Ann Curry Breaks Her Silence Five Years After Leaving 'Today'

In wake of the news that her former Today show co-host Matt Lauer is accused of sexual misconduct by several show staffers, Ann Curry has finally broken her silence five years after leaving.

Speaking exclusively to PEOPLE, Curry talked about leaving and how "it hurt like hell."

"It hurt so much, but I learned a lot about myself. I can say I’ve done nothing wrong. I’ve been honest and true. I’ve tried to stay pure. I’ve tried to not respond in a knee-jerk manner, and I’ve stayed very close to who I am. So it hurt, but I’m also proud of myself," she added.

Curry spent less than a year on Today, eventually getting fired. She said at the time, "I’m sorry I couldn’t carry the ball over the finish line, but, man, I did try!"

Rumors began circulating that Lauer was the reason she was let go, and with the new reports of him being accused of misusing his position for sexual purposes, many believe this is a reckoning for what happened with Curry. She does not see it that way, however.

I’m not going to say it wasn’t hard,” Curry says of how she has coped with lingering resentment. “But I had to let go. And I learned that when you not only let go but open your arms wide and learn the lessons that an experience — no matter how bad — can teach you, that’s when you rise.”

“I can say today I’m stronger now,” Curry added. “I’m smarter. I’m happier, as happy as I’ve ever been. And my compassion has only grown. When you go through the pain and learn the lessons, you will be changed for the better.”

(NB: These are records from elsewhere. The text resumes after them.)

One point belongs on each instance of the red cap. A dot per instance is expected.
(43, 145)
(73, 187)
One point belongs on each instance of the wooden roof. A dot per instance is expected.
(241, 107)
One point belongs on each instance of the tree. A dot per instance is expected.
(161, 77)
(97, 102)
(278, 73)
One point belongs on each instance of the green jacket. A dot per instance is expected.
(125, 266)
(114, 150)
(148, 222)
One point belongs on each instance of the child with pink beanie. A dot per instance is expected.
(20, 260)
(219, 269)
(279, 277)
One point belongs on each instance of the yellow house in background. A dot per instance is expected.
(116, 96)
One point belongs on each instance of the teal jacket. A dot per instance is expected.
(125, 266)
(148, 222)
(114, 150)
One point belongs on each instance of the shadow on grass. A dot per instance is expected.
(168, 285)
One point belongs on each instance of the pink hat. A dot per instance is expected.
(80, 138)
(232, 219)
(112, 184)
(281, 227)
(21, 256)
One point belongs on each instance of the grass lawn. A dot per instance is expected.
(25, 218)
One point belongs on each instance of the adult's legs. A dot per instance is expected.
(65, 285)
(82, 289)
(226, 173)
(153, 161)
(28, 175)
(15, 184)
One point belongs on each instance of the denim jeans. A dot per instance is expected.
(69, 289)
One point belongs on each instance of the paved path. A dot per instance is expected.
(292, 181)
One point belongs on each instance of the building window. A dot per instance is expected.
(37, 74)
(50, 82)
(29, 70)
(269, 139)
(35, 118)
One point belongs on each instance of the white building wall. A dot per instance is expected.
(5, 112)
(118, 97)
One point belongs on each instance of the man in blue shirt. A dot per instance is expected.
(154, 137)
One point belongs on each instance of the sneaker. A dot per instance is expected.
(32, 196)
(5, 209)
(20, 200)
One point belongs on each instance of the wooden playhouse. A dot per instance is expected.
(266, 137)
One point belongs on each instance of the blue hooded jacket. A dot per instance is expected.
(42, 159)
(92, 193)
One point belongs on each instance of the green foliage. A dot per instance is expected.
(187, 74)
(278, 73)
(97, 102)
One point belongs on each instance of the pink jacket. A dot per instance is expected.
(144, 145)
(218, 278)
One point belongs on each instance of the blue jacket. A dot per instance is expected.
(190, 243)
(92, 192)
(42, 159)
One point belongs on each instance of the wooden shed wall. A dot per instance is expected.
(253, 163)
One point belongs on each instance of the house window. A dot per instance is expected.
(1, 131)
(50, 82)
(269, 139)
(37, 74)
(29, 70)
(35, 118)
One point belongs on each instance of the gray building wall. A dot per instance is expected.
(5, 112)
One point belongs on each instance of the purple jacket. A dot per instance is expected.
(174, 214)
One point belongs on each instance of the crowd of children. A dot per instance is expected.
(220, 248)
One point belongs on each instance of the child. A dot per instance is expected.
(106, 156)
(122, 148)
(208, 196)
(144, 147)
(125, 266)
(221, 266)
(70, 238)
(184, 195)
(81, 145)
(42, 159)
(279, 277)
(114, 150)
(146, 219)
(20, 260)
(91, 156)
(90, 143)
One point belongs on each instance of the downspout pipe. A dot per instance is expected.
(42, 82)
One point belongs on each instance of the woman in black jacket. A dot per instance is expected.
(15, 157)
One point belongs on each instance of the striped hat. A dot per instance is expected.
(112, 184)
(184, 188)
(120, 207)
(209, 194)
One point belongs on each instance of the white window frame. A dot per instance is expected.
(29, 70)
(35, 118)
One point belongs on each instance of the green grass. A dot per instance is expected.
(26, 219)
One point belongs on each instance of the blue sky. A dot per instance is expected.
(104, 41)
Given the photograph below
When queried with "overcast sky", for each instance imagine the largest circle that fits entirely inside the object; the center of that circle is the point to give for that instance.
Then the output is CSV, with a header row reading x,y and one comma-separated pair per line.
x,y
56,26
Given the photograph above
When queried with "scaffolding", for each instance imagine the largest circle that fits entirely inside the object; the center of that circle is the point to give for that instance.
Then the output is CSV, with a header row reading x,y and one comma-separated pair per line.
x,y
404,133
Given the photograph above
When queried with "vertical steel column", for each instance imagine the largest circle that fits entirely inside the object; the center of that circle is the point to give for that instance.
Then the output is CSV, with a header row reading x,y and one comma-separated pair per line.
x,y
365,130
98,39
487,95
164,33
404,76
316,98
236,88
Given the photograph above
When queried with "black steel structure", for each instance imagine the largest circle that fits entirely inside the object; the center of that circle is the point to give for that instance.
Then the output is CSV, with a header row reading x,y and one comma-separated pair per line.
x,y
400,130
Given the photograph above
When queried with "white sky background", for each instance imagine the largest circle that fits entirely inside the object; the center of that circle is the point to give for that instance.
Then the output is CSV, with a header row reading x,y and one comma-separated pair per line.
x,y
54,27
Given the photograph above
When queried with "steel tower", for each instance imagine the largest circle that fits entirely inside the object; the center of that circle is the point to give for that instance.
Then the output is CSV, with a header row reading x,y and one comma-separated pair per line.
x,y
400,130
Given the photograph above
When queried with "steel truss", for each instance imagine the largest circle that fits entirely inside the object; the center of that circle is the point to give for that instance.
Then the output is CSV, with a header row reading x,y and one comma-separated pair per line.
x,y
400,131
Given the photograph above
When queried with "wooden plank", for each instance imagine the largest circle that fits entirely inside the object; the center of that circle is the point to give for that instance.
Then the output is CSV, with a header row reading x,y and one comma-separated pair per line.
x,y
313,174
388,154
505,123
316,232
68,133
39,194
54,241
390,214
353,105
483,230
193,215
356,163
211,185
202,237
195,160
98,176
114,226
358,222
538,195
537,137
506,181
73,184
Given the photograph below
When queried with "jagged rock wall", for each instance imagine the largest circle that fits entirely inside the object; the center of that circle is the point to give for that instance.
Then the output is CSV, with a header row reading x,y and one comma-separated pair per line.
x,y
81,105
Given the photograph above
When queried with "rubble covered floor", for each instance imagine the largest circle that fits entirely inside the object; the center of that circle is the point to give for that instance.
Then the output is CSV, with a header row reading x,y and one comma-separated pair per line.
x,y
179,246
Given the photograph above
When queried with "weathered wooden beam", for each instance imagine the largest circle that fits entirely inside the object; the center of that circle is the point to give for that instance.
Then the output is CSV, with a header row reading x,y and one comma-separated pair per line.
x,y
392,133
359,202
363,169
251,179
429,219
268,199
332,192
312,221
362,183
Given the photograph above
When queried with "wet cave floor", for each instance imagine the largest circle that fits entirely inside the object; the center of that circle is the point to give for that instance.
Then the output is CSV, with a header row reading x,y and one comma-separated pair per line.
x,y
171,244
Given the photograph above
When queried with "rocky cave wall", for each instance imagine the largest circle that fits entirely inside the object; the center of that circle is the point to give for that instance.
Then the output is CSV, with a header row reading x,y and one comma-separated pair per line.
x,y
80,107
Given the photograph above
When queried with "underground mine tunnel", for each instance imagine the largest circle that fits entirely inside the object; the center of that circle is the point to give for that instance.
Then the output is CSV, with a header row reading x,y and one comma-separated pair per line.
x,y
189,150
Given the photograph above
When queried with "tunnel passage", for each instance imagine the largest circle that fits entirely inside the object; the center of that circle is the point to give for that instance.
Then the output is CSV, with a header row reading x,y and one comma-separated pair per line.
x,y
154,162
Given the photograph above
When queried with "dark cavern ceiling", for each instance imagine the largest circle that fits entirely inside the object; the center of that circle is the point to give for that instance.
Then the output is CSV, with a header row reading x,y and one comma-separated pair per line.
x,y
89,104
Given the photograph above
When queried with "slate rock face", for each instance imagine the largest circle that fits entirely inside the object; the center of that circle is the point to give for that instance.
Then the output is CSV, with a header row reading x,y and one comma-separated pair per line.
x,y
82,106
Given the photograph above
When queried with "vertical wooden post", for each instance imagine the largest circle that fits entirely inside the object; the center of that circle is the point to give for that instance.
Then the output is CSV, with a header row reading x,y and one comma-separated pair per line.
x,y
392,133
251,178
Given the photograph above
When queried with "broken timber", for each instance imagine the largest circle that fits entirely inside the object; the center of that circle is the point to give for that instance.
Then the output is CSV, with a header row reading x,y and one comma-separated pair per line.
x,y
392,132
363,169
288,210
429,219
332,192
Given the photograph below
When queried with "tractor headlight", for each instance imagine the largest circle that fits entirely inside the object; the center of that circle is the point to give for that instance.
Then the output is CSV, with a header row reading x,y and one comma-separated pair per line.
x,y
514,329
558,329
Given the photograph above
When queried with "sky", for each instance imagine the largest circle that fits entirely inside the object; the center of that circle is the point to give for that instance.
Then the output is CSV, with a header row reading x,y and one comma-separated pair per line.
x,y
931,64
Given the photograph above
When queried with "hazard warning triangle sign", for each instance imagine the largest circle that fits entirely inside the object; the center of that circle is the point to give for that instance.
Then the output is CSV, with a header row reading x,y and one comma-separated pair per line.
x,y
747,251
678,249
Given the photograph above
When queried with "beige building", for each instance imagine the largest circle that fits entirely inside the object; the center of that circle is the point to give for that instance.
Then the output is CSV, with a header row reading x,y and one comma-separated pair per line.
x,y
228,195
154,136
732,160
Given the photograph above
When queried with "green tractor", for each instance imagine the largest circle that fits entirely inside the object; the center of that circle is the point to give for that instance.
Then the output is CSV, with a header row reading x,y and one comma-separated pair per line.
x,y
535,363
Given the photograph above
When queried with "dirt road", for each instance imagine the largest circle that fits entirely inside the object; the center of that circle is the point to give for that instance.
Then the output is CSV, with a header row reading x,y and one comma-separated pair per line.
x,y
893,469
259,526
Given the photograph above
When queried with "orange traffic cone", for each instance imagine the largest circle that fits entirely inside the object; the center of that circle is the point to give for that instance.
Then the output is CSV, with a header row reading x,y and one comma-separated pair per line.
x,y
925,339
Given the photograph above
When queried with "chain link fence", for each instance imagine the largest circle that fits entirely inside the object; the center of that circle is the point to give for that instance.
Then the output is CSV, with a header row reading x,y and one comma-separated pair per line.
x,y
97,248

The 61-year-old mother of two also said, "Experience has taught me, as a journalist, the No. 1 thing you have to be is humble. It’s not about you."

Curry has remained fairly low-key since her 2012 exit from Today, but is returning to TV this year.

On Jan. 23 Curry will kick off We’ll Meet Again, a brand new six-part docuseries airing on PBS.

“I’ve always thought of journalism as a service profession. I’m in it to give, not to get. This show lets me explore people’s beautiful wishes to reconnect with the people who helped them survive,” Curry said of the series.

“The power we have to do good and to have compassion lives deep within us all, and I believe it’s something we need to be reminded of,” she added. “There are times we forget it exists, and we may be living in one of those times right now. But the capacity for good is still there. It exists, and it will rise again.”